Passing Down the Past

Menomonie authors’ new book encourages passing down family stories

Lindsey Quinnies, photos by Tim Mather

Menomonie authors Korinn Hawkins and Dick Edwards created the workbook My Grandparent as a way for seniors to connect with their grandchildren, and vice versa.
Menomonie authors Korinn Hawkins and Dick Edwards created the workbook My Grandparent as a way for seniors to connect with their grandchildren, and vice versa.

At 9pm on a Sunday, Dick Edwards received a call from his grandson in Iowa. He had a report due the next morning and one request for his grandpa: “Tell me about your life.” The sudden, open-ended question with a million possible answers left Edwards understandably flustered. It was this, and other, experiences that first inspired the idea for an interactive journal with a goal to capture and carry on family history.

Dick Edwards’ and Korinn Hawkins’ new book, My Grandparent: A Life & Times Journal for Grandchildren of All Ages is a tool and resource for grandparents and grandchildren to begin a series of conversations over time to gather and document family history. Edwards, a retired Mayo Clinic eldercare specialist born and raised in Minnesota, and his wife retired on Lake Tainter in Menomonie because of their unparalleled love for the people and culture in the Chippewa Valley. He has published one other book before titled Mom, Dad...Can We Talk? Insight and Perspectives to Help Us Do What’s Best for Our Aging Parents in 2009, which was less literally interactive than his new book, but still a conversation starter. It touched on the issues and concerns of children and aging parents. He draws inspiration from his high regard for people in caring professions, his own experiences, and mostly his wife. Korinn Hawkins, an author and illustrator of several children’s books, such as Our Home, The Earth and Oh Eggs! teamed up with Edwards on a random encounter during a car sale. Their interaction was unintentional originally but they hit it off in their collaboration. Hawkins is credited with bringing elements to the table that her partner admittedly couldn’t, such as a tech savvy outlook and a certain attention to detail.

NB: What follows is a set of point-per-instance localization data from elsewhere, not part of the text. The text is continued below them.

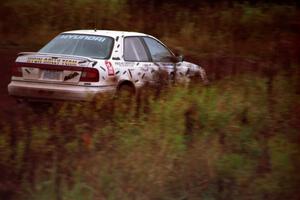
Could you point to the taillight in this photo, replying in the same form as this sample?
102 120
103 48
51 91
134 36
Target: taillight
16 70
89 75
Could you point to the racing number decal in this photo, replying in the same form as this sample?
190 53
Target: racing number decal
110 69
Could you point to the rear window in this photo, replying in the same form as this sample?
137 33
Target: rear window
93 46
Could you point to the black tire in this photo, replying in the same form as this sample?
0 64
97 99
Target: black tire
126 90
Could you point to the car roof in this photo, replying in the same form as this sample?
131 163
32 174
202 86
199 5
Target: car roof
110 33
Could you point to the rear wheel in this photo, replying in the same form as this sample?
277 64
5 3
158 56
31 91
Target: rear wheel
126 91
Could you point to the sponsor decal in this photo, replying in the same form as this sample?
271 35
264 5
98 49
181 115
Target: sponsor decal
71 76
110 69
83 37
52 61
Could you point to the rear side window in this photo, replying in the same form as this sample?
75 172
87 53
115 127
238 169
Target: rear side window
159 52
134 50
93 46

The purpose of My Grandparent is really to inspire a process. According to Edwards, that process strengthens family relationships and the product of that development is a family heirloom. In his own words, “The book fosters quality time together while capturing memories, values and life lessons…the result is a written account of the grandparent’s life.” He also adds that the usual conversation between grandparents and grandchildren doesn’t always fall into the category of family history and often doesn’t get appropriately recorded, but this book can get the ball rolling and nurture the bond between family members. Even though you may know where your family came from or the generic story you learn as you go, it isn’t often you get to hear the little, interesting details that you really relate to or find unique and fascinating. For instance, that your grandma broke a track record in high school or where your grandparents went on their first date. If you don’t record those details when the opportunity is available, they cannot be recaptured.

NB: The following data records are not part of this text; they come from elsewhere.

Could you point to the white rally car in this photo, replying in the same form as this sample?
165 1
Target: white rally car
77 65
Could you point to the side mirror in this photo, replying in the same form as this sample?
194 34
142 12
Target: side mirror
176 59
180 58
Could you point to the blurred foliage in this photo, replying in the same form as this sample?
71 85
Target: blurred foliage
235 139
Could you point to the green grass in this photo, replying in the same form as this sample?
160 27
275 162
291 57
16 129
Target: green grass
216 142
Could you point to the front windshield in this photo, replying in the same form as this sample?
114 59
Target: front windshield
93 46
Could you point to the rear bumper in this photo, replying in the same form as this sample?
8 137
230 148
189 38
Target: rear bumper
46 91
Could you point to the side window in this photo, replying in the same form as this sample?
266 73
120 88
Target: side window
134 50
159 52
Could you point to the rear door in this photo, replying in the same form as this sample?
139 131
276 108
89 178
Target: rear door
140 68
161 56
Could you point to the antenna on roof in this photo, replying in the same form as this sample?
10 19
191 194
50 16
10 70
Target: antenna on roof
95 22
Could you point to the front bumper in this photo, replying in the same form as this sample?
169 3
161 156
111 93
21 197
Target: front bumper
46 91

My Grandparent also allows the sometimes irregular visits between grandparents and grandchildren to be truly significant, using this publication as a guide to stimulate dialogue and memories. With every family’s unique circumstances, the books flexible setup makes it easy to engage and participate. The mood is “relational and conversational” as opposed to “authoritative and didactic,” leaving readers with a relaxed tone and more dynamic aspect that readily invites the process. The book asks expected questions such as “Tell me about a challenging time in your life and how you got through it” and unexpected questions such as “What three words best describe you as a kid growing up?” and “Describe your perfect day.” Although Edwards suggests the biggest challenge was finding a good balance between factual, easy-to-answer questions and questions that probed deeper into emotion, they seems to have struck just the right balance.

When all is said and done, everyone has a family history worth remembering. Some of the greatest links to your past are simply accessible and most likely willing to share. In the words of Edwards, “There’s no room for regrets. Start now.”

My Grandparent: A Life & Times Journal for Grandchildren of All Ages can be purchased on Amazon, at local Menomonie booksellers, and at The Local Store, 205 N. Dewey St.